Trattasi di un caso interessante per l’interprete, chiamato ad interrogarsi sull’esatta applicazione degli art. 321 c.p.p. e 12 bis D. lgs. n. 74/2000 in mancanza del presupposto per poter disporre il sequestro per equivalente dei beni degli amministratori a scopo di confisca del profitto dei reati tributari, dagli stessi commessi agendo in nome e per conto della società, costituito dall’impossibilità di procedere al sequestro diretto del profitto del reato rappresentato dai beni oggetto delle simulate e fraudolente alienazioni, come chiarito dalla sentenza Lucci delle SS. UU. n. 10561/2014. Invero, i beni per i quali veniva disposto il sequestro per equivalente finalizzato alla confisca del profitto dei reati tributari, erano già stati individuati ed erano oggetto di sequestro in relazione al diverso reato di bancarotta fraudolenta. 

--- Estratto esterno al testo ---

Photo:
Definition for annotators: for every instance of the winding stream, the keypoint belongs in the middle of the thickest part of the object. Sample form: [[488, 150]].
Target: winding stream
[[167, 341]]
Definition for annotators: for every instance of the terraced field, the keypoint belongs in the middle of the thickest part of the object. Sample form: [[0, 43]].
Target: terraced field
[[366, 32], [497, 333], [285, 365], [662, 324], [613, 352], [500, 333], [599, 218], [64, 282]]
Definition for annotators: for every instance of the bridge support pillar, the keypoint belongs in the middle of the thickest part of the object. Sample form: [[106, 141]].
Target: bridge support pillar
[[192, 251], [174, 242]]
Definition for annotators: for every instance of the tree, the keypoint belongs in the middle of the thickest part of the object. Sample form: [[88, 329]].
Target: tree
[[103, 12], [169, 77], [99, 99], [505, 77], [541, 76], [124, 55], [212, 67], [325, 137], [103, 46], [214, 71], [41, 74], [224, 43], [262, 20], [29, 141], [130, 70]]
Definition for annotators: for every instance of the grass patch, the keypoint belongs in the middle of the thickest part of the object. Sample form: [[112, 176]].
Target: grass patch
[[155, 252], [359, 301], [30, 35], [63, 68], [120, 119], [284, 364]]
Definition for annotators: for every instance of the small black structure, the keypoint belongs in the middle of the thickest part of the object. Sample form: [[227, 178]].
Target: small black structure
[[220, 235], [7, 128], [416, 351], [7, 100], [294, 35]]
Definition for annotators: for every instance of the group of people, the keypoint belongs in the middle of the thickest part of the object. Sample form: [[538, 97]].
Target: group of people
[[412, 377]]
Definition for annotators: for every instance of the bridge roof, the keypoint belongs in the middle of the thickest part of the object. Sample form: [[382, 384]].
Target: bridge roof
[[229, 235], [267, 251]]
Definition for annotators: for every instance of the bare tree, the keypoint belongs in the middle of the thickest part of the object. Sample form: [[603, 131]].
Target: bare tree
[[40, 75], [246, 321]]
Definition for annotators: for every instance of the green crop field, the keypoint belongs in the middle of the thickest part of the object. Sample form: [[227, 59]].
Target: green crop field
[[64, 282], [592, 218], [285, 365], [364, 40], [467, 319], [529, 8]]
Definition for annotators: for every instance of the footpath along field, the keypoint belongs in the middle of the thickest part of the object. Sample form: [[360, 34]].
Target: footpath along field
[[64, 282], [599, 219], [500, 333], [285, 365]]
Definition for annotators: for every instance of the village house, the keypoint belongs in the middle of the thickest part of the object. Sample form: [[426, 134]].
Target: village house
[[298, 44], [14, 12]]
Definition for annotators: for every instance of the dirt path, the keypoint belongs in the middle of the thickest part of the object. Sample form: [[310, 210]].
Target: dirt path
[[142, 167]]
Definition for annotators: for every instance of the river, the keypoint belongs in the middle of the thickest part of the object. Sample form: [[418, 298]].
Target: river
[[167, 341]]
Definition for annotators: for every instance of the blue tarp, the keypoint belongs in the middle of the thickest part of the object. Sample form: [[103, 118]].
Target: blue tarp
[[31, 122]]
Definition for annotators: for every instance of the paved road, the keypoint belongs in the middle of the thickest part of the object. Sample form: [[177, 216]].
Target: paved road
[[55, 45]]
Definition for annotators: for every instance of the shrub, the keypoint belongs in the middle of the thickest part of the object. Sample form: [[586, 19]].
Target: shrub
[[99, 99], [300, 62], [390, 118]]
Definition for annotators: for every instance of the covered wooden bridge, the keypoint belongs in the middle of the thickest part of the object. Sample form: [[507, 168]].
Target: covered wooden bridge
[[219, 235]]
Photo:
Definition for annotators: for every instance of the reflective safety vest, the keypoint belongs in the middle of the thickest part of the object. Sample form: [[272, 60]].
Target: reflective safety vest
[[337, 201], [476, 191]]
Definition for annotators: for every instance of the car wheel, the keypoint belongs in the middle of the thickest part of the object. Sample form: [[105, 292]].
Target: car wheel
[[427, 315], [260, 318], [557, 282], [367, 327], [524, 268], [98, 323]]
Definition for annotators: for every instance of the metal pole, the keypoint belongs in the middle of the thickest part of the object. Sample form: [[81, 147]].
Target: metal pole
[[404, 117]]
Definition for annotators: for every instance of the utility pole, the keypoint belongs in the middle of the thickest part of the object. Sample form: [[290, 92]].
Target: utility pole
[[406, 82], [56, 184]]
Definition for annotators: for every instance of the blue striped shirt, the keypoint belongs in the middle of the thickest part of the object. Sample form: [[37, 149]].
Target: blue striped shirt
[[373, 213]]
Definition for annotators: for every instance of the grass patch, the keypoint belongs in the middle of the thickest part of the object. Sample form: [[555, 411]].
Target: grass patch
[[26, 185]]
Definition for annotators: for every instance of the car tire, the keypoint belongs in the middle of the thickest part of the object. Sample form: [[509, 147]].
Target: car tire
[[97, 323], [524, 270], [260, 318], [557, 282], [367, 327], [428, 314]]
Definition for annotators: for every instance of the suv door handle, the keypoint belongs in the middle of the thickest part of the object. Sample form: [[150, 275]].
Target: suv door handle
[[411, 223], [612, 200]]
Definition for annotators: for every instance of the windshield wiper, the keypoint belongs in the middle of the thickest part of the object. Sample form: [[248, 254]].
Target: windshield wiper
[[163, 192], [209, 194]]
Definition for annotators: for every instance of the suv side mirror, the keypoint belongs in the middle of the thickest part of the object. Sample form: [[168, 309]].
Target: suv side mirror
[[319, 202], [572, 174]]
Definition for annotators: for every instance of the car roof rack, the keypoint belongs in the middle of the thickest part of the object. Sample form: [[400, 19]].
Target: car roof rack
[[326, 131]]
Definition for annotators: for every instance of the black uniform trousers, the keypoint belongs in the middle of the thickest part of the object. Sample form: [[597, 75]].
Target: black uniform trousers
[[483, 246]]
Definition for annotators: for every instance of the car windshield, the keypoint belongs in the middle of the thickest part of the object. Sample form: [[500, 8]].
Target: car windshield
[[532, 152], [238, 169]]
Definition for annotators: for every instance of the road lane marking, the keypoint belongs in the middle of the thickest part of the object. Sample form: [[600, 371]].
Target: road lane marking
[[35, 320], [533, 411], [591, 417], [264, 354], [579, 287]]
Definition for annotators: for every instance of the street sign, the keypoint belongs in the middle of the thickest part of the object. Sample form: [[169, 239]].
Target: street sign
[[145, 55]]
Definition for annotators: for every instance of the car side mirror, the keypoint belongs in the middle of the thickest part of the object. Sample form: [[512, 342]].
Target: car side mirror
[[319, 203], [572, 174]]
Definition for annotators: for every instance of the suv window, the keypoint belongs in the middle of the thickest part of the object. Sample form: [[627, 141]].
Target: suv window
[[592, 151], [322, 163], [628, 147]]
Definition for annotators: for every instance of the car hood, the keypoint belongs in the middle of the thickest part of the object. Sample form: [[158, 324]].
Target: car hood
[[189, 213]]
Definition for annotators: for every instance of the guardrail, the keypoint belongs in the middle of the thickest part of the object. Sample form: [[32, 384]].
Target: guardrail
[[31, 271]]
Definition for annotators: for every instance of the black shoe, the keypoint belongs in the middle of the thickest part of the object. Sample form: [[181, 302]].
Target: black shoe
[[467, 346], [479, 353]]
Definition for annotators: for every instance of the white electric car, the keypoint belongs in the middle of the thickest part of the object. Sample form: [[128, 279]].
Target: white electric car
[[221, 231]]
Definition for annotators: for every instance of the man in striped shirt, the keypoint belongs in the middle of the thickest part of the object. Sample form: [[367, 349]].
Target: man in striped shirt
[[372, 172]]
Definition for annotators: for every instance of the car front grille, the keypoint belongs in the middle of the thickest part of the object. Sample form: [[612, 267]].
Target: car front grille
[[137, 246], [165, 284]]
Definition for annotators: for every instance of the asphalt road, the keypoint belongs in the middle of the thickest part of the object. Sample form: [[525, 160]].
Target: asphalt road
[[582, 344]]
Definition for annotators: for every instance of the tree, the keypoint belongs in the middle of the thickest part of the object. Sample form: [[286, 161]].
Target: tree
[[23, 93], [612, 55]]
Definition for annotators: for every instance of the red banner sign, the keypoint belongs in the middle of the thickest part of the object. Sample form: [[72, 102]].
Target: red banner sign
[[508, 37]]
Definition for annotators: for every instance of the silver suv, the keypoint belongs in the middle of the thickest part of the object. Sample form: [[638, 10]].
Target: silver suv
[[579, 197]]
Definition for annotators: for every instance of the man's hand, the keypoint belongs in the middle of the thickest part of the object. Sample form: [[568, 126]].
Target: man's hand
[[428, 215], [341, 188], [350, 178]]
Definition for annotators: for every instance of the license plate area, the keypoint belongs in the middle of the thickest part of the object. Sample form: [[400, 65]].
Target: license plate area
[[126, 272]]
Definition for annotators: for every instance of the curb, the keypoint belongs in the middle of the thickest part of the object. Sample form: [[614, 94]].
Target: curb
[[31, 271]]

Si assisteva dunque ad una discutibile ed indebita duplicazione di garanzie poiché il credito tributario, peraltro già oggetto di insinuazione nel passivo fallimentare, risultava garantito sia dal sequestro diretto dei beni oggetto delle distrazioni e delle alienazioni fraudolente, sia dal sequestro per equivalente disposto sui beni degli amministratori della società. Ciò accadeva sebbene i beni sottoposti a sequestro risultavano sufficienti a soddisfare il debito tributario, con evidente e conseguente insussistenza del presupposto per poter disporre il sequestro per equivalente. 

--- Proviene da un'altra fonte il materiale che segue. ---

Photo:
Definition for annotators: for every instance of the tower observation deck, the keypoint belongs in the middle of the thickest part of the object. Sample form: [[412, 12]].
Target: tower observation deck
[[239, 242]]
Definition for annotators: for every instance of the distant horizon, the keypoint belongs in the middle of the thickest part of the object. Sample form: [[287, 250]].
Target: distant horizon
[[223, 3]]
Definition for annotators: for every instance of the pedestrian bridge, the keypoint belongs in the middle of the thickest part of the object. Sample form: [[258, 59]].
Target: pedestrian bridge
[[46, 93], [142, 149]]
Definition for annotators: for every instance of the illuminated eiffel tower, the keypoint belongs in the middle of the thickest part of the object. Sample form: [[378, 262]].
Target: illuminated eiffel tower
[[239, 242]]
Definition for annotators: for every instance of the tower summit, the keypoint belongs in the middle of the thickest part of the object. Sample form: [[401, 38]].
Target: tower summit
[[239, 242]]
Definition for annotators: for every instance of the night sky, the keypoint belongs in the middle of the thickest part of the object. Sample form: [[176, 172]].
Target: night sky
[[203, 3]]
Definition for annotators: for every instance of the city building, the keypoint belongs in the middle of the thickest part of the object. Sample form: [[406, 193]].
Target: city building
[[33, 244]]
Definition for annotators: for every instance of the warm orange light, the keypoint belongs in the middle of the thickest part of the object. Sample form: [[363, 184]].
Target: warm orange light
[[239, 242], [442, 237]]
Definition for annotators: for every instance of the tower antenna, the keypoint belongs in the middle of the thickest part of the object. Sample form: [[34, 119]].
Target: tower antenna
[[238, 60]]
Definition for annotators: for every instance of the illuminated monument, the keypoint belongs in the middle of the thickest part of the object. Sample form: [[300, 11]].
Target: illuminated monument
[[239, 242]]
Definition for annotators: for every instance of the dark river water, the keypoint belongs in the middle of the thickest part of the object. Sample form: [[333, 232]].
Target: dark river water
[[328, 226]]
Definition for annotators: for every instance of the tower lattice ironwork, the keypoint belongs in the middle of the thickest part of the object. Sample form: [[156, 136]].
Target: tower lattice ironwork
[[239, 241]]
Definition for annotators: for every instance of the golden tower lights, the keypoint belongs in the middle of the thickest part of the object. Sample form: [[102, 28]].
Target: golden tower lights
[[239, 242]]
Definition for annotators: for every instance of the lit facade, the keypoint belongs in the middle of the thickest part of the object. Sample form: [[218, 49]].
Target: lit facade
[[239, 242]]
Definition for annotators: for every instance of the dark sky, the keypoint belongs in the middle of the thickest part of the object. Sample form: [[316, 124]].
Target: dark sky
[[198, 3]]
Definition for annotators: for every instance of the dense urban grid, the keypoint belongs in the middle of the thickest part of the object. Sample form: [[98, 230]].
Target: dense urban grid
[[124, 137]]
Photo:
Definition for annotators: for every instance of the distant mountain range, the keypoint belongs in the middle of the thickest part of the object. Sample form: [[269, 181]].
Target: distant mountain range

Si consideri altresì che, considerando l’interesse sottostante alla fattispecie di reato tributario in oggetto, la tutela di quest’ultimo avrebbe dovuto essere considerata prevalente. Essendo dunque l’Erario l’unico creditore privilegiato, sarebbe stato certamente soddisfatto prioritariamente rispetto agli altri creditori, tutti chirografari: in pratica, il sequestro disposto in relazione alla bancarotta non era ostativo alla esecuzione del sequestro sui medesimi beni anche in relazione al reato tributario, essendo il loro valore (tre milioni di euro) idoneo a soddisfare il debito fiscale (un milione e duecentomila euro). 

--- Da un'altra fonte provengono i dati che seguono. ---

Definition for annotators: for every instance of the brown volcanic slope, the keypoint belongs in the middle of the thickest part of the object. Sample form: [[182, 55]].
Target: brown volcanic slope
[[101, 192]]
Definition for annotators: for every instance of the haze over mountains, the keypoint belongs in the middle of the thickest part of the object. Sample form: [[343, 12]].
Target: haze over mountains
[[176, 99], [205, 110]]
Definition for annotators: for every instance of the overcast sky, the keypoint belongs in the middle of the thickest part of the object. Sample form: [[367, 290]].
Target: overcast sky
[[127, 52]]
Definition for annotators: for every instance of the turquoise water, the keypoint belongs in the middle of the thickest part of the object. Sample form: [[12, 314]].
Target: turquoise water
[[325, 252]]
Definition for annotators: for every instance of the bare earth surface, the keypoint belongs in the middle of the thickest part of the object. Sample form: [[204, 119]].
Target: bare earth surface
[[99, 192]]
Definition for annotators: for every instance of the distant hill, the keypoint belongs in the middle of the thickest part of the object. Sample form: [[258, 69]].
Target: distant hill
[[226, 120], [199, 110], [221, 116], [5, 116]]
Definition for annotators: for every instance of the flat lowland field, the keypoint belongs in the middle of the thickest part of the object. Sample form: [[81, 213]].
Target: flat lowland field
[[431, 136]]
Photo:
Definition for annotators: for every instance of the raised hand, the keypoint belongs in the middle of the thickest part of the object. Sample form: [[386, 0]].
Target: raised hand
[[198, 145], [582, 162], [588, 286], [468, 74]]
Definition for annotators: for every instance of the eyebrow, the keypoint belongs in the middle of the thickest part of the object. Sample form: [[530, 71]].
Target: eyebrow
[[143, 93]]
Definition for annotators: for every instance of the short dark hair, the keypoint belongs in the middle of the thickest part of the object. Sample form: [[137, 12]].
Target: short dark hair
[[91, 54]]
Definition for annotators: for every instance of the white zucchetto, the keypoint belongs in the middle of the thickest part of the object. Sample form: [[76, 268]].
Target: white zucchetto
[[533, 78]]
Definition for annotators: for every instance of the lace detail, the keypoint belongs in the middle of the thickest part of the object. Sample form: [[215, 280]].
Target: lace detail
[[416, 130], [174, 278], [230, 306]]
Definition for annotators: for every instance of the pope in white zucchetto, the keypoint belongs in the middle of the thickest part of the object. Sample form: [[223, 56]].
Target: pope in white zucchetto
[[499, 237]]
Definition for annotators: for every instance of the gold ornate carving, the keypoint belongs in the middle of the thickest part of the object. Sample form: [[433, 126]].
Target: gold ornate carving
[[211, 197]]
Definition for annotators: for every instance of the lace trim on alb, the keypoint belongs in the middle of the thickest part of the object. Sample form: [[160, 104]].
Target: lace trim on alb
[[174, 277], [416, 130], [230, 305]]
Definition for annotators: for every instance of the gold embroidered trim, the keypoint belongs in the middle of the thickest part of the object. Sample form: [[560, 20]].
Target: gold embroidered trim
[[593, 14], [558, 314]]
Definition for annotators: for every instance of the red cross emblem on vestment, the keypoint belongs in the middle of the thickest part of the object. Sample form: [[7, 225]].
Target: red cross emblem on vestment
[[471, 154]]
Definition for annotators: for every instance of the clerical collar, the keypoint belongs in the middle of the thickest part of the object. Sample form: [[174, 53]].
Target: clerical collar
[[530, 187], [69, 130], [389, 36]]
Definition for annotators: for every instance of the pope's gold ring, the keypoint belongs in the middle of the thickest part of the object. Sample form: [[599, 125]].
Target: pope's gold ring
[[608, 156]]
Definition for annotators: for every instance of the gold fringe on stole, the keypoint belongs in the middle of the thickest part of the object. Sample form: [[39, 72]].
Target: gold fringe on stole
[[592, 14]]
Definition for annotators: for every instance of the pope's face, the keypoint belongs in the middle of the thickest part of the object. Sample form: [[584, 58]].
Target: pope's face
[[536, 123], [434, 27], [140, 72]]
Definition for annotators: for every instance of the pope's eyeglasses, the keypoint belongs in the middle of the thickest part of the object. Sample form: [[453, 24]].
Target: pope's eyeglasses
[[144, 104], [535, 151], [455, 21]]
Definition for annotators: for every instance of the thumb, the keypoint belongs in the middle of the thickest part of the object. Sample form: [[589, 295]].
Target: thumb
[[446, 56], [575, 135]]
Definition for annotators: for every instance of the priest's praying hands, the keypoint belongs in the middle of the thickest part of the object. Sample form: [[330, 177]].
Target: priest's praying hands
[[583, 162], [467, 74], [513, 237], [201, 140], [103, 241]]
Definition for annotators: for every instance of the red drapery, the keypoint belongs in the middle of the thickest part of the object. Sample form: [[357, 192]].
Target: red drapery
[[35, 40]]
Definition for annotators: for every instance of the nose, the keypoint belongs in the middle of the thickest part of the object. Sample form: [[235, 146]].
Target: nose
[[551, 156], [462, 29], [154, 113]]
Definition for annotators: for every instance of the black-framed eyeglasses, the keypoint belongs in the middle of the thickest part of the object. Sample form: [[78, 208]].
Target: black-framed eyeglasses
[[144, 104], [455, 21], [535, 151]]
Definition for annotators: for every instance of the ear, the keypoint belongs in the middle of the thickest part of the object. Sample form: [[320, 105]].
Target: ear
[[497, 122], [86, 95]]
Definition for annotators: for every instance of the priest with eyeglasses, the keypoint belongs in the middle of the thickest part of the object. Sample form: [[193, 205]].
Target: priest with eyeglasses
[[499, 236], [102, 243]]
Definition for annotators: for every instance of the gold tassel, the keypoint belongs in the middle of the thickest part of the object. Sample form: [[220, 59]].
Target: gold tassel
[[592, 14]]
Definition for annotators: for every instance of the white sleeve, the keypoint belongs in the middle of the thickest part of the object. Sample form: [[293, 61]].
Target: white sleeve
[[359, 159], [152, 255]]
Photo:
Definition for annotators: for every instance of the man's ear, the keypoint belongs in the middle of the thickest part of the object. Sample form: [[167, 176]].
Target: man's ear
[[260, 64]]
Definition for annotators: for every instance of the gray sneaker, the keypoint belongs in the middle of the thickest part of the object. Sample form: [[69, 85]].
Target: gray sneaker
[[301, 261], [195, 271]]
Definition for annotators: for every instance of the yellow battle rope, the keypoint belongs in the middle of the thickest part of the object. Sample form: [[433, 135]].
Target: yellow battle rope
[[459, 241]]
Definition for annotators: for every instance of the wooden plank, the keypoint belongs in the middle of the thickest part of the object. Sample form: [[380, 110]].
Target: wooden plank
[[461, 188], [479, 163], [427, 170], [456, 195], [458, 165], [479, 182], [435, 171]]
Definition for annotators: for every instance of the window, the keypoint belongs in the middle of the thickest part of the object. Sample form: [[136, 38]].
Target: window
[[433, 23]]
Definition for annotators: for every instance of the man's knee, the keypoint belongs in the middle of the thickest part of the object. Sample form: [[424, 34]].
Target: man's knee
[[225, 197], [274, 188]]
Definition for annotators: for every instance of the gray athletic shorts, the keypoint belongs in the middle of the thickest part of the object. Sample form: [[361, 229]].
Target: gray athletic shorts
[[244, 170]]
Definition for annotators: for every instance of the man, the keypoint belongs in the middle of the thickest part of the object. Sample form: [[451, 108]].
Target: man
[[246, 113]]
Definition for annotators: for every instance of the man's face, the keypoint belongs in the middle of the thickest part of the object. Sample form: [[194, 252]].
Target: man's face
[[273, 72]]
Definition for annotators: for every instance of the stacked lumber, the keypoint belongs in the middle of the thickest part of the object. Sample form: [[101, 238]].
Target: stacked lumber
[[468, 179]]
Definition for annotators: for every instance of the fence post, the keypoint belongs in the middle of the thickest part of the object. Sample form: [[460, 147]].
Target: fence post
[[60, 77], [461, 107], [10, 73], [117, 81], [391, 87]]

Tuttavia la Suprema Corte, ribadita la configurabilità del concorso tra il delitto di sottrazione fraudolenta al pagamento delle imposte e quello di bancarotta fraudolenta per distrazione, considerata la diversità dei beni giuridici tutelati, la natura delle fattispecie astratte, la diversità del soggetto/autore dell’illecito e dell’elemento soggettivo dei due reati, affermava che: 

– il sequestro preventivo dei beni oggetto delle distrazioni in relazione al delitto di bancarotta fraudolenta era misura disposta a fini impeditivi al fine di non disperdere i beni e soddisfare i creditori, quindi destinato a permanere in caso di condanna e confisca o a convertirsi in sequestro conservativo. Si determinava in tal modo, in ottica ablatoria, un vincolo di indisponibilità dei beni non suscettibile di essere sottoposto ad ulteriori vincoli; 

– il sequestro preventivo finalizzato alla confisca per equivalente può essere disposto nei confronti del legale rappresentante di una società, quando risulti impossibile il sequestro diretto del profitto del reato nel patrimonio dell’ente che ha tratto vantaggio dalla commissione del reato (cfr. sez. III, n. 3591 del 20 settembre 2018, dep. 24 gennaio 2019, Bennati), perché ad esempio, come nel caso di specie, sottoposto ad altro vincolo. 

– l’eventuale futuro soddisfacimento del credito erariale dovuto per il debito derivante dal debito tributario, derivante dall’eventuale capienza dei beni in relazione ai quali veniva disposto il sequestro in via diretta in relazione al reato di bancarotta fraudolenta, consentirà la riduzione o la revoca del sequestro per equivalente. 

Con tale sentenza dunque, la Cassazione perviene ad una soluzione intermedia, potremmo dire di compromesso, che lascia notevoli dubbi e perplessità in ordine ad una duplicazione delle garanzie e delle misure restrittive e ablatorie che rischiano di risultare oltremodo gravose rispetto all’effettiva rilevanza della singola vicenda e del fatto contestato.